“Infelizmente, este caso de violação do direito ao aborto não é exceção”, afirma pesquisadora

ALERTA DE GATILHO – Nesta semana, uma reportagem do The Intercept Brasil chocou o Brasil: durante uma audiência gravada em vídeo, uma juíza de Santa Catarina induz uma menina de 11 anos, grávida por ser vítima de estupro, a desistir do aborto legal. De acordo com a reportagem, a criança foi mantida pela justiça em um abrigo por mais de um mês para evitar o aborto, previsto no Código Penal. Além de gravidez resultante de estupro, a legislação brasileira dá o direito ao aborto legal também para situações onde há risco de morte materna e em caso de feto anencéfalo (que nasce com cérebro subdesenvolvido).

Nayara André Damião é Assistente Social na Prefeitura de Londrina, doutoranda em Serviço Social e Política Social na UEL (Universidade Estadual de Londrina), e pesquisadora sobre a temática do aborto.  Segundo ela, infelizmente o caso que veio à tona nesta semana não é uma exceção.

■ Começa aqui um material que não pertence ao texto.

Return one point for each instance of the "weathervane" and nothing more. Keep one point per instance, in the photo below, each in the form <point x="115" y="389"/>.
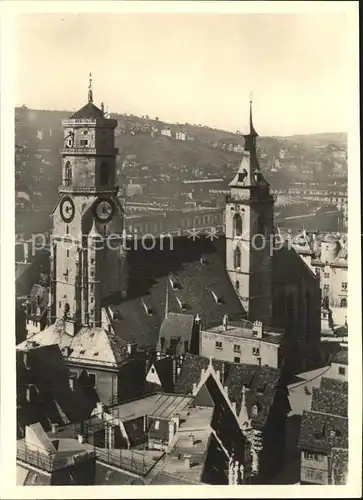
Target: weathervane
<point x="90" y="92"/>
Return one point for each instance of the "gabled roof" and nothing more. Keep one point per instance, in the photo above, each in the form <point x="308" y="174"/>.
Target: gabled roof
<point x="332" y="384"/>
<point x="191" y="369"/>
<point x="88" y="111"/>
<point x="261" y="384"/>
<point x="341" y="357"/>
<point x="321" y="432"/>
<point x="93" y="345"/>
<point x="176" y="326"/>
<point x="164" y="369"/>
<point x="339" y="465"/>
<point x="334" y="402"/>
<point x="148" y="275"/>
<point x="47" y="371"/>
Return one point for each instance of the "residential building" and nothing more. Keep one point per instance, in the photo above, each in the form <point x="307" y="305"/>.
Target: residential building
<point x="256" y="397"/>
<point x="43" y="461"/>
<point x="324" y="434"/>
<point x="339" y="366"/>
<point x="166" y="132"/>
<point x="243" y="342"/>
<point x="327" y="257"/>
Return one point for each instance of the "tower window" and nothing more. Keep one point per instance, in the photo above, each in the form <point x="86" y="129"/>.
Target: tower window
<point x="105" y="174"/>
<point x="237" y="225"/>
<point x="68" y="175"/>
<point x="237" y="258"/>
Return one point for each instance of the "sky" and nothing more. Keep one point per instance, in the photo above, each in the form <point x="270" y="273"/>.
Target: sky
<point x="195" y="68"/>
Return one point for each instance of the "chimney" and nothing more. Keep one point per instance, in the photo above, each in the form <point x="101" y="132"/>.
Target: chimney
<point x="257" y="329"/>
<point x="225" y="322"/>
<point x="55" y="428"/>
<point x="26" y="360"/>
<point x="100" y="408"/>
<point x="71" y="381"/>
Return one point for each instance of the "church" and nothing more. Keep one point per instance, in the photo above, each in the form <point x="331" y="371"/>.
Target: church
<point x="111" y="306"/>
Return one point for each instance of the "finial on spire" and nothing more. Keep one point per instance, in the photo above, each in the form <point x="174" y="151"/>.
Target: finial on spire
<point x="90" y="91"/>
<point x="252" y="131"/>
<point x="167" y="300"/>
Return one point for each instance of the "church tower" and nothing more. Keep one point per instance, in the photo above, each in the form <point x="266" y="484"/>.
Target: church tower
<point x="249" y="228"/>
<point x="85" y="262"/>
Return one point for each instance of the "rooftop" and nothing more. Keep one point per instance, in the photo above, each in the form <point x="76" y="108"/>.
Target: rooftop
<point x="244" y="329"/>
<point x="341" y="357"/>
<point x="321" y="432"/>
<point x="91" y="344"/>
<point x="157" y="405"/>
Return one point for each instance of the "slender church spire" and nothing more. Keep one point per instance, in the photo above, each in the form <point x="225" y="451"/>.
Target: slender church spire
<point x="250" y="138"/>
<point x="90" y="91"/>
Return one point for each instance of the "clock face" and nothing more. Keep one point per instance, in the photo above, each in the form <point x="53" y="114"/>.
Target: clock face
<point x="69" y="139"/>
<point x="67" y="209"/>
<point x="104" y="209"/>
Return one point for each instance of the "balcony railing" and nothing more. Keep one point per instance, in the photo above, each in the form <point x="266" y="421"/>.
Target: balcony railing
<point x="49" y="462"/>
<point x="88" y="189"/>
<point x="87" y="150"/>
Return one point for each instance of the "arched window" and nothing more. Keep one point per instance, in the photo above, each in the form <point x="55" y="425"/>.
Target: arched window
<point x="290" y="314"/>
<point x="307" y="312"/>
<point x="261" y="226"/>
<point x="237" y="258"/>
<point x="105" y="174"/>
<point x="68" y="174"/>
<point x="344" y="303"/>
<point x="237" y="225"/>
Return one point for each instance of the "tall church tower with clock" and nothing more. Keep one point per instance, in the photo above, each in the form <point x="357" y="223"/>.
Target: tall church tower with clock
<point x="85" y="264"/>
<point x="249" y="227"/>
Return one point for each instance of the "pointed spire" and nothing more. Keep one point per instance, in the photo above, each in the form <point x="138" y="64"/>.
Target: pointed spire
<point x="243" y="414"/>
<point x="90" y="91"/>
<point x="167" y="300"/>
<point x="252" y="131"/>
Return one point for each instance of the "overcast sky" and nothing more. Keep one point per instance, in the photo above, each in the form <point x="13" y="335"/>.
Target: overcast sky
<point x="196" y="68"/>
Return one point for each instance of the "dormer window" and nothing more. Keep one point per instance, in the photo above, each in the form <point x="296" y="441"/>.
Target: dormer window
<point x="175" y="285"/>
<point x="237" y="224"/>
<point x="237" y="258"/>
<point x="147" y="307"/>
<point x="217" y="297"/>
<point x="182" y="303"/>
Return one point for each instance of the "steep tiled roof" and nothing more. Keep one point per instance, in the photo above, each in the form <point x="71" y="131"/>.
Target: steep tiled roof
<point x="341" y="357"/>
<point x="288" y="267"/>
<point x="91" y="344"/>
<point x="332" y="384"/>
<point x="37" y="302"/>
<point x="164" y="369"/>
<point x="321" y="432"/>
<point x="333" y="402"/>
<point x="261" y="384"/>
<point x="178" y="326"/>
<point x="191" y="370"/>
<point x="55" y="401"/>
<point x="339" y="465"/>
<point x="88" y="111"/>
<point x="148" y="275"/>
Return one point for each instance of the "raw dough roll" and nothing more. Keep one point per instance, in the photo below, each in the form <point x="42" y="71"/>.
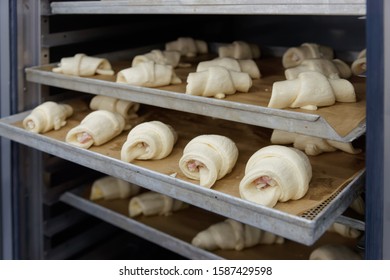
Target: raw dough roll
<point x="82" y="65"/>
<point x="47" y="116"/>
<point x="217" y="81"/>
<point x="239" y="65"/>
<point x="239" y="50"/>
<point x="148" y="74"/>
<point x="153" y="203"/>
<point x="208" y="158"/>
<point x="295" y="55"/>
<point x="311" y="90"/>
<point x="335" y="68"/>
<point x="334" y="252"/>
<point x="160" y="57"/>
<point x="149" y="140"/>
<point x="359" y="66"/>
<point x="276" y="173"/>
<point x="187" y="46"/>
<point x="311" y="145"/>
<point x="233" y="235"/>
<point x="96" y="129"/>
<point x="109" y="187"/>
<point x="127" y="109"/>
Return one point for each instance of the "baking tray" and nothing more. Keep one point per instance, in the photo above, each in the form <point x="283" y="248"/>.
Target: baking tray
<point x="261" y="7"/>
<point x="342" y="122"/>
<point x="337" y="177"/>
<point x="175" y="232"/>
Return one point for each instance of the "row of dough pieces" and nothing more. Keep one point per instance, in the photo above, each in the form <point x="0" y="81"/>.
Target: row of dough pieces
<point x="226" y="235"/>
<point x="314" y="77"/>
<point x="273" y="174"/>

“Casos como este, de violação do direito ao aborto legal, sempre aconteceram. Não são uma novidade, infelizmente. A novidade tem sido a maior incidência e agressividade desses casos. Há uma sofisticação nas estratégias dos grupos conservadores para tolher esse direito das mulheres”, observa Nayara.

Na reportagem, o The Intercept denuncia que a equipe médica se recusou a realizar o abortamento, permitido pelas normas do hospital só até as 20 semanas. A menina estava com 22 semanas e dois dias de gestação. Nayara pondera que, em momento nenhum, a legislação brasileira coloca como condicionante ao direito do aborto legal um prazo limite gestacional.

“O que existe são normas técnicas que orientam o atendimento das mulheres, ou deste caso da criança. Nestas normas, há uma indicação deste prazo de 22 semanas. Mas é importante destacar que isto é uma norma técnica; não existe na Lei, logo não é proibido quando a gestação já passou das 22 semanas”, argumenta a Assistente Social.

Conservadores Organizados

De acordo com Nayara, pesquisas recentes indicam que os grupos conservadores atuam para tolher o direito ao aborto de forma sistemática e muito bem organizada, incluindo o “treinamento” de profissionais da área da Saúde para utilizar do “direito de objeção de consciência” convencer a vítima de violência para não acessar o direito ao aborto legal, algo que também se dá com profissionais da área do direito.

“Alguns profissionais de saúde podem alegar a objeção de consciência pela prática do aborto ser contrária às concepções pessoais daquele profissional em específico. No entanto, o direito da mulher ao aborto legal, nos casos previstos no Código Penal, não pode ser violado. O direito da mulher à saúde, ao acesso ao aborto legal, à dignidade, é maior do que o direito de objeção de consciência, que só pode ser alegada em determinadas condições: quando há outro profissional para realizar aquela prática e não se tratar de uma situação de emergência”, pontua Nayara.

Papel do Assistente Social

Para Nayara, o papel dos profissionais de Serviço Social neste caso específico, é orientar, dar acesso à informação para garantir com que o direito ao aborto legal, garantido no Código Penal, seja acessado.

“Como profissionais de Serviço Social, precisamos estar atentas e atentos para essas intervenções que buscam violar direitos.  E, além disso, ter a formação necessária para saber como agir nessas situações”, concluiu.

Posicionamento do CFESS/CRESS

O CFESS e o CRESS-PR criticam, veementemente, a decisão da juíza de SC, que promoveu violações de direitos e impediu a realização do aborto legal e seguro por uma criança de 11 anos, vítima de estupro. Tanto o Conselho Federal quanto o Conselho Regional de Serviço Social do Paraná reafirmam o compromisso ético de assistentes sociais com a garantia e defesa dos direitos humanos de toda a população, em especial de meninas e mulheres.